# server-infra

Shared Docker services for the Hetzner server: nginx proxy manager, umami analytics, Gitea + Actions runner.

## Services

| Service | Port (host) | Description |
|---------|-------------|-------------|
| nginx proxy manager | 80, 443, 81 (admin) | Reverse proxy + SSL termination |
| umami | internal | Web analytics |
| gitea | 127.0.0.1:3100 → nginx, 2222 (SSH) | Self-hosted git at `git.padelnomics.io` |
| act_runner | — | Gitea Actions CI runner |

## Directory layout

```
/opt/server-infra/          # this repo (owned by infra_service)
├── gitea/docker-compose.yml
├── reverse-proxy/docker-compose.yml   # recovered from running container
├── umami/docker-compose.yml           # recovered from running container
├── setup.sh                           # phase 1: user + dirs + uv
└── bootstrap.sh                       # phase 2: recover compose files, start Gitea

/data/server-infra/
├── gitea/                  # Gitea data volume
└── act_runner/             # Runner data volume
```

## Setup (new server)

### Phase 1 — user, dirs, uv

```bash
ssh root@<server-ip> 'bash -s' < setup.sh
```

Creates `infra_service` system user (docker group), `/opt/server-infra/`, `/data/server-infra/`, installs uv.

### Phase 2 — sync repo + recover

```bash
rsync -av --chown=infra_service:infra_service \
    ~/Projects/server-infra/ root@<server-ip>:/opt/server-infra/

ssh root@<server-ip> 'bash -s' < bootstrap.sh
```

Recovers `umami/docker-compose.yml` and `reverse-proxy/docker-compose.yml` from running containers, creates data dirs, sets ownership.

### Phase 3 — start Gitea

```bash
ssh hetzner_root 'sudo -u infra_service docker compose \
    -f /opt/server-infra/gitea/docker-compose.yml up -d'
```

Web installer at `http://<server-ip>:3100`. Set ROOT_URL to `https://git.padelnomics.io`.
After setup, add a proxy host in nginx proxy manager → `127.0.0.1:3100`.

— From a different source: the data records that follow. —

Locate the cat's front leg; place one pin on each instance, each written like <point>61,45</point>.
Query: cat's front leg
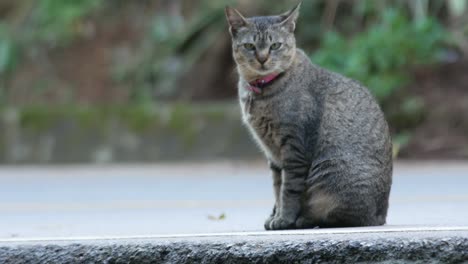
<point>276,173</point>
<point>292,189</point>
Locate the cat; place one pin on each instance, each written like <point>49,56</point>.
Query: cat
<point>325,137</point>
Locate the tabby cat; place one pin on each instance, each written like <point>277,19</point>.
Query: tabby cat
<point>325,137</point>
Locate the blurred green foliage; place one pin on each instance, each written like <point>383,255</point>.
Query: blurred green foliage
<point>381,56</point>
<point>57,21</point>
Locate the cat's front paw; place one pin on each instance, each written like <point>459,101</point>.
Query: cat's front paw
<point>281,223</point>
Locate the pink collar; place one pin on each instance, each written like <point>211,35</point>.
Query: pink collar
<point>257,85</point>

### Phase 4 — start act_runner

1. Generate a runner token in Gitea: Site Administration → Actions → Runners → Create runner token
2. Create `/opt/server-infra/gitea/.env`:
   ```
   GITEA_RUNNER_TOKEN=<token>
   ```
3. Restart with the env file:
   ```bash
   ssh hetzner_root 'sudo -u infra_service docker compose \
       -f /opt/server-infra/gitea/docker-compose.yml up -d'
   ```

## DNS

`git.padelnomics.io` must be DNS-only (grey cloud) in Cloudflare — **not** proxied — so that SSH on port 2222 reaches the server directly.

## Secrets

The `infra_service` user owns all compose files. Secrets (runner token) go in `/opt/server-infra/gitea/.env` — never committed.